Academic Advising
Yale College urges all members of the faculty to make themselves as available as possible for the educational advising of students.
In freshman year, a student receives academic advice from a dean or a member of the faculty who is a fellow of the student's residential college. The residential college dean attempts to assign students to freshman advisers on the basis of the student's declared academic interests, although this is not always possible. A freshman adviser may have up to a half-dozen advisees.

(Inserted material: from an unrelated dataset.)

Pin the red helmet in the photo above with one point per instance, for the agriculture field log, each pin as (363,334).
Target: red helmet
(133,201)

In sophomore year, students select their own advisers. Students interested in majoring in one of the natural sciences, however, must have their course schedules approved by the directors of undergraduate studies or their delegates in the various science departments. Students may choose any member of the Yale College Faculty to be their adviser. Usually sophomores select their freshman adviser, an instructor of a course taken during freshman year, the director of undergraduate studies in their intended major, or a member of the faculty designated by their department to approve course schedules, such as departmental representatives in the residential colleges.
In addition to discussions between sophomores and their advisers about course schedules, sophomores are requested to discuss their long-range educational objectives with a member of the faculty during the spring term. This conference may or may not be with the faculty member who approved the student's course schedule. Such discussions have proved to be valuable to students, and Yale College hopes that any faculty member a sophomore invites to review his or her work to date and long-range educational objectives will consent to do so. Students majoring in subjects other than the natural sciences declare their majors at the beginning of junior year, at which point they make use of the advisory systems established by the various departments.